Question

Evaluate the integral and subsequent iterated integral. (a) \(\int_{2}^{3}\left(6 x^{2}+4 x y-3 y^{2}\right) d y\) (b) \(\int_{-3}^{-2} \int_{2}^{5}\left(6 x^{2}+4 x y-3 y^{2}\right) d y d x\)

Short answer

The evaluated iterated integral is -6.

Step-by-step solution

Evaluate the Inner Integral

Calculate the inner integral for part (a): \[ \int_{2}^{3} (6x^2 + 4xy - 3y^2) \, dy. \]Integrate each term separately:1. \( \int 6x^2 \, dy = 6x^2y \)2. \( \int 4xy \, dy = 2xy^2 \)3. \( \int -3y^2 \, dy = -y^3 \)Using the limits 2 and 3, evaluate:\[ 6x^2(3) + 2x(3)^2 - (3)^3 - (6x^2(2) + 2x(2)^2 - (2)^3). \]

Simplify the Evaluation

Apply the limits to each term from Step 1:1. At \(y = 3\), the expression becomes: \[ 18x^2 + 18x - 27. \]2. At \(y = 2\), the expression becomes: \[ 12x^2 + 8x - 8. \] Subtract the results:\[ (18x^2 + 18x - 27) - (12x^2 + 8x - 8) = 6x^2 + 10x - 19. \]

Set Up the Outer Integral (b)

Now evaluate the outer integral for \(b\):\[ \int_{-3}^{-2} (6x^2 + 10x - 19) \, dx. \]This is the result from part (a) and becomes the integrand for \(x\).

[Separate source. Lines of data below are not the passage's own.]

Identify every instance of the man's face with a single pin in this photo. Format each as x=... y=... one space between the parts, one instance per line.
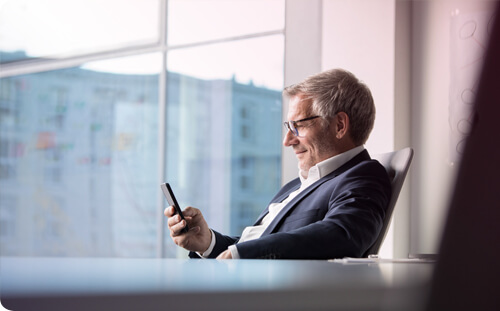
x=314 y=143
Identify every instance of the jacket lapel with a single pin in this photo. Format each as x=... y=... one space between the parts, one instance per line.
x=363 y=156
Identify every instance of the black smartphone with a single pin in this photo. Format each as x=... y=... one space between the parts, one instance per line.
x=169 y=194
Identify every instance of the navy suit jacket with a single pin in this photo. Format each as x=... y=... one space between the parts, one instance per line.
x=340 y=215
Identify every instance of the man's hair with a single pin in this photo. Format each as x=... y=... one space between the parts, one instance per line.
x=338 y=90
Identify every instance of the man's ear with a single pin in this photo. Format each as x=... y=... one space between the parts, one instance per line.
x=342 y=124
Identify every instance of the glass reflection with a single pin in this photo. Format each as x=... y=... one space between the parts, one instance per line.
x=78 y=167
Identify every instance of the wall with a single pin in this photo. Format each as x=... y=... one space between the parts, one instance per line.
x=402 y=50
x=434 y=69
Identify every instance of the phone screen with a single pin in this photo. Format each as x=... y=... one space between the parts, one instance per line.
x=169 y=195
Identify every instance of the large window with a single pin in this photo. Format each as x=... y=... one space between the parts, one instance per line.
x=101 y=101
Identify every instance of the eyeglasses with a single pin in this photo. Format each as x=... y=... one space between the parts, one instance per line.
x=292 y=125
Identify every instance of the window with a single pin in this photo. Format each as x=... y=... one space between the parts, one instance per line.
x=96 y=116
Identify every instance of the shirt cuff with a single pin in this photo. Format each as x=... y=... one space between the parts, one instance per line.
x=210 y=248
x=234 y=251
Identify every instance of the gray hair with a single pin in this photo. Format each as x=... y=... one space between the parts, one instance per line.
x=338 y=90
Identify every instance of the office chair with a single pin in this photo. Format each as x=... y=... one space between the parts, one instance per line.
x=396 y=164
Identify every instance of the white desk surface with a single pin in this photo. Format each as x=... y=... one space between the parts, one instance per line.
x=176 y=284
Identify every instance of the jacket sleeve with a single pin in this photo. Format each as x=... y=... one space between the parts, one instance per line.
x=354 y=217
x=222 y=242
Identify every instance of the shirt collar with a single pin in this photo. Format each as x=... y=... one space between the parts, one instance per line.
x=329 y=165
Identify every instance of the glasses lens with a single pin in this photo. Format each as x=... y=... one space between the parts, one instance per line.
x=289 y=126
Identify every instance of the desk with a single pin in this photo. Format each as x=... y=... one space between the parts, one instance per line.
x=173 y=284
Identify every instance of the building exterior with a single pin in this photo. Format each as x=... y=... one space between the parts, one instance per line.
x=79 y=158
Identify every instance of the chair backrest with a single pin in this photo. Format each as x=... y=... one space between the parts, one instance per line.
x=397 y=164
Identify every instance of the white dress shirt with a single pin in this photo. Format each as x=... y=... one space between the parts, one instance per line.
x=315 y=173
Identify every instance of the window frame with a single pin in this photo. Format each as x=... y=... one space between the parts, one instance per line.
x=38 y=65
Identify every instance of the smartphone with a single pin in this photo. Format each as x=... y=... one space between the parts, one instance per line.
x=169 y=194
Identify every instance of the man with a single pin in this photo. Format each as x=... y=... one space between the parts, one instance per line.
x=335 y=208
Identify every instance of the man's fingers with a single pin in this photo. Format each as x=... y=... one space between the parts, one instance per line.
x=175 y=230
x=169 y=211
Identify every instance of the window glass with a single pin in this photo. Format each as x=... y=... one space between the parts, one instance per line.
x=78 y=167
x=223 y=136
x=192 y=21
x=61 y=28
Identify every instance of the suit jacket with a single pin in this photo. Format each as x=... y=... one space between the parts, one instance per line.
x=340 y=215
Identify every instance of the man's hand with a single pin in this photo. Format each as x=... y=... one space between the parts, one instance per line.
x=198 y=238
x=225 y=255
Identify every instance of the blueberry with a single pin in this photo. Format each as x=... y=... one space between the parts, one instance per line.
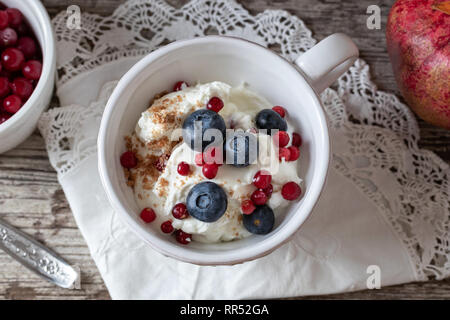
x=207 y=202
x=207 y=119
x=270 y=120
x=260 y=221
x=241 y=149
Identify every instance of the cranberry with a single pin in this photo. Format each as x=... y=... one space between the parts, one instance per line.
x=258 y=197
x=294 y=153
x=22 y=87
x=284 y=153
x=12 y=59
x=14 y=16
x=8 y=37
x=183 y=237
x=12 y=103
x=215 y=104
x=4 y=117
x=247 y=207
x=148 y=215
x=180 y=85
x=4 y=86
x=281 y=139
x=296 y=140
x=291 y=191
x=183 y=168
x=28 y=46
x=280 y=110
x=268 y=191
x=179 y=211
x=210 y=170
x=167 y=227
x=199 y=159
x=32 y=69
x=128 y=160
x=4 y=19
x=262 y=179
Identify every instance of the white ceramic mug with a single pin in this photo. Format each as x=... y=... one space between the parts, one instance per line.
x=233 y=61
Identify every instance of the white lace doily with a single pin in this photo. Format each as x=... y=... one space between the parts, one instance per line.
x=381 y=132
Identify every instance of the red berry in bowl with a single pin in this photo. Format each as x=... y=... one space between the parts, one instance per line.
x=262 y=179
x=179 y=211
x=4 y=19
x=183 y=237
x=247 y=207
x=258 y=197
x=183 y=168
x=215 y=104
x=128 y=160
x=148 y=215
x=4 y=87
x=210 y=170
x=167 y=227
x=8 y=37
x=280 y=110
x=294 y=153
x=291 y=191
x=12 y=59
x=22 y=87
x=12 y=104
x=284 y=153
x=281 y=139
x=4 y=117
x=180 y=85
x=28 y=47
x=32 y=69
x=14 y=16
x=296 y=140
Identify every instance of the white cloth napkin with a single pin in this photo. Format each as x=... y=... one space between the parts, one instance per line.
x=385 y=203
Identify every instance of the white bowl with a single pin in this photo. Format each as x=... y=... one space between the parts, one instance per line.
x=16 y=129
x=233 y=61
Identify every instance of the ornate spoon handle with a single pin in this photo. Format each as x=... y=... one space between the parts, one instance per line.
x=36 y=257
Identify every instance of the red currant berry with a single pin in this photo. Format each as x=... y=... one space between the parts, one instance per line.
x=247 y=207
x=262 y=179
x=291 y=191
x=28 y=47
x=281 y=139
x=128 y=160
x=296 y=140
x=183 y=237
x=179 y=211
x=268 y=191
x=258 y=197
x=167 y=227
x=210 y=170
x=280 y=110
x=32 y=69
x=215 y=104
x=14 y=16
x=284 y=153
x=4 y=19
x=12 y=103
x=12 y=59
x=22 y=87
x=180 y=85
x=148 y=215
x=4 y=86
x=294 y=153
x=183 y=168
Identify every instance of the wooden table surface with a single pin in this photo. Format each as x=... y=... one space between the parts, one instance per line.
x=32 y=200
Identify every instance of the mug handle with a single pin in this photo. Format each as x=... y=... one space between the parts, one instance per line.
x=328 y=60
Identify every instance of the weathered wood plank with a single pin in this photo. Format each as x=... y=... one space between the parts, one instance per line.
x=32 y=200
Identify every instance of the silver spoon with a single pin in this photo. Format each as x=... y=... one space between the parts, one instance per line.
x=37 y=257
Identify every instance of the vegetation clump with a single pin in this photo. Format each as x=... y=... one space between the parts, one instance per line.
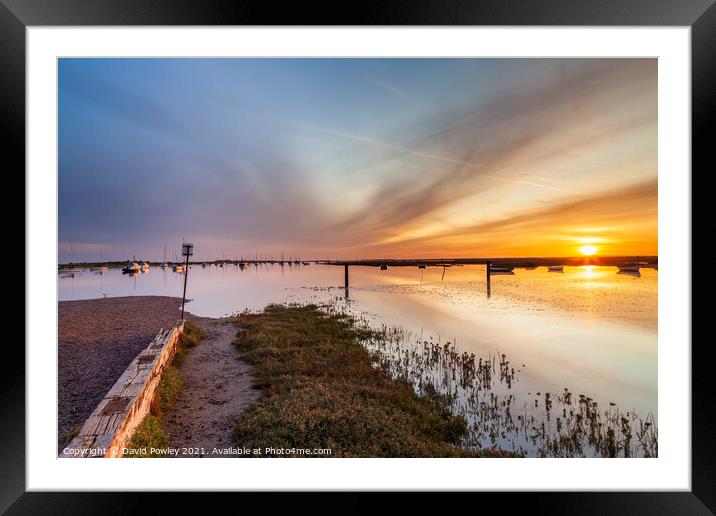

Evaluate the Outer Integral

Integrate each term separately in the expression from Step 3:1. \( \int 6x^2 \, dx = 2x^3 \)2. \( \int 10x \, dx = 5x^2 \)3. \( \int -19 \, dx = -19x \)Apply the limits from -3 to -2:At \(x = -2\):\[ 2(-2)^3 + 5(-2)^2 - 19(-2). \]At \(x = -3\):\[ 2(-3)^3 + 5(-3)^2 - 19(-3). \]

Calculate Final Result

Evaluate the results from Step 4 and subtract:1. At \(x = -2\), the expression evaluates to: \[ -16 + 20 + 38 = 42. \]2. At \(x = -3\), the expression evaluates to: \[ -54 + 45 + 57 = 48. \] Subtracting gives:\[ 42 - 48 = -6. \]

Key concepts

Integral Calculus

Integral calculus is a fundamental branch of mathematical analysis. It concerns itself with the concept of integration. In simple terms, integration is the process of finding the integral of a function, which is essentially the reverse operation of differentiation. This is useful in situations where we want to determine the area under a curve, the accumulated change, or even the total output over time.
In integral calculus, integrals can either be indefinite or definite. An indefinite integral has no specific bounds and is represented with the integral symbol \(\int\), where we're looking for a function whose derivative is the given function. On the other hand, a definite integral has upper and lower bounds, represented as \(\int_{a}^{b}\), where we're finding the exact accumulation between two levels.
This branch of mathematics gives tools to solve real-world problems involving accumulation and area calculations, among others. In the given exercise, we solve both an iterated integral with definite bounds and a composite function that leads us to evaluate a double integral.

Double Integrals

Double integrals extend the concept of integration to functions of two variables, usually over a rectangular area in the xy-plane. When we compute a double integral, we're essentially finding the volume under a surface.
The given exercise involves a double integral, where we have to integrate the function \(6x^2 + 4xy - 3y^2\) first with respect to \(y\), and then with respect to \(x\). This is known as iterated integration.
Iterated integrals involve solving one integral inside the bounds of another. In simpler terms, you evaluate one integral first, treating the other variable as a constant, and then proceed to the next. In the provided example, we first integrate with respect to \(y\) from 2 to 3, resulting in a function of \(x\).
Once that is solved, the result becomes the new integrand for the next stage, where we integrate with respect to \(x\) from -3 to -2. Double integrals are key in calculating quantities such as mass, charge, and probability when these quantities are distributed over an area.

Partial Integration

Partial integration isn't to be confused with the integration by parts technique, although the terms might sound similar. In iterative or partial integration, we focus on integrating one part of the function at a time.
For iterated integrals, partial integration is the process of performing an integral on one variable while considering others as constants initially. For example, in the exercise, when we first integrated with respect to \(y\), each \(x\) term was treated as a constant.
This technique allows us to simplify complex integrals by breaking them down into manageable parts. Once the inner integration is complete, the outer integration can treat the resultant expression as a whole new function.
Partial integration in iterated integrals provides a systematic way to deal with multiple variables and complex regions. It is particularly valuable in fields like physics, engineering, and probability where multi-variable systems and relationships need to be analyzed.